Le général Camille Lévi est mort à Bayonne le 25 aout 1933.Le Courrier de Bayonne ,Biarritz et du Pays Basque dans sa livraison du lundi 28 aout 1933 rapporte en première page « Les Funérailles émouvantes du Général de Division Camille Lévi ».
« Je regrette vivement que le stupide accident dont je suis la victime m’empêche d’aller à Bayonne rendre les derniers devoirs à ce bon serviteur du pays. »
Maréchal Franchet d’Esperey
La population de Bayonne a fait, hier matin, d’imposantes obsèques au valeureux soldat et au grand Français que fut le Général de division Camille Lévi.
Dès neuf heures quinze, la foule se pressait à la maison mortuaire ,6,rue Argenterie et exprimait ses sympathies attristées à Mme la Générale Lévi, à ses enfants :M. Albert Lévi et Mme Jacqueline Lévi ;à Mme Paul Reithler, sœur du défunt, à Paul Reithler, à M. le Colonel et Mme Ulmo, à M.et Mme Salmon, à M.et Mme Jacques Ulmo.
A dix heures précises, le cortège se formait et M. le Grand rabbin Ginsburger procédait à la levée du corps.
L’épée et le képi du Général Lévi avaient été déposés sur le cercueil, ainsi que des palmes offertes par l’Union Nationale des Combattants et la Société de la Légion d’Honneur.
Immédiatement derrière le char funèbre s’avançait un sous-officier porteur d’un coussin, sur lequel avaient été épinglées les décorations du glorieux défunt, puis le fanion des « Diables Bleus ».Une importante délégation était conduite par M. le lieutenant -colonel de Chomereau, chef d’Etat-major de la 36e division, MM. les Commandants de Marignan et Fusilier-Lasserre.
Le deuil était conduit par M.Albert Lévi, M.le Colonel Ulmo, M.Paul Reithler, M.Salmon et un groupe d’amis de la famille.
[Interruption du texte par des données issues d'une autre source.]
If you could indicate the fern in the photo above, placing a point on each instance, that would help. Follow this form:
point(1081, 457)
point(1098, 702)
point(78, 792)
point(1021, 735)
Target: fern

Parmi l’innombrable assistance nous avons noté :
MM.Simonet, Lacouture et Weiller, adjoints au Maire ;
Le Barillier, ancien Sénateur, Maire d’Anglet ;
Docteurs Iribarne et Goyenèche, conseillers généraux ;
Béhotéguy, président du Conseil d’arrondissement ;
Le Roy, vice-président de la Chambre de Commerce ;
Le peintre José G.de la Pena ;
Rincheval, directeur de la Banque de France ;
Parodi, ancien directeur ;
Lamarque , avocat, ancien bâtonnier ;
Rousset, Petit , Pinatel, J.Simonet, avocats au barreau de Bayonne ;
Alfred Camdessus, Rédacteur en chef du « Courrier « ;
Audibert, Pradal, Labourdique, conseillers municipaux ;
MM.Darmaillacq, président du Tribunal de Saint-Palais ;
Docteur Voulgre ;
Albert, directeur des Douanes ;
Salvador, Bonnecarrère ;
Henri Dordezon, président de la Fédération des Victimes de la Guerre ;
Roumier, président des Mutilés de Biarritz ;
G.de Vasserot, président des Croix de Feu ;
Ramond, président de l’Union des Combattants ;
Goalard, pilote-major de la Barre ;
De Croizeuil, président de l’Aéro-Club Basque ;
Colonel Campagne ;
Lieutenants-colonels Allard, Mesqui , Delaplane, Gouron, Duvot, Boitel, de Violé, Dousdebès ;
Commandants Duchen,Irigaray, Royère, Pereyre , Lavigne, Mégnou, Boissel, Feuillet, Molin, Bertier, Rageau, Vadot ;
MM. Maurice Labrouche, St-Vanne,A.Larrieu,Léon Marie,Cazaus ;
Gibert, commissaire central ;
Bloch, Jicot, Joé Naquet ;
Cossid,Tausières, Claverie,Laplace,Baumann,Lambert ;
H.P.Joinaud ;
Cazalis,Anatol ;
Capitaines Morachini,Izenic,Miremont ;
M.Seguin,H.Salzédo,Hargous,Posso,Dané,Soulard ;
Lascabes, président des Anciens de la Rhénanie ;
Seignouret, Léglise, Casedevant, Léon Dupuy, de Roxas, Jourda, Rigal, Artigou, Sens, Artéon, Gemain, Docteur Gorostidi , Ricaud, Urtasun , Burguette , Docteur Delbarre,Despons,Appeceix,Milliaud,Puchulu,Gommez-Vaez,Anabitarte,de Fontclair , Chadourne, Baron Portalis, Ninous, Abraham,Taburet Danjou de la Garenne,Mongrand,etc…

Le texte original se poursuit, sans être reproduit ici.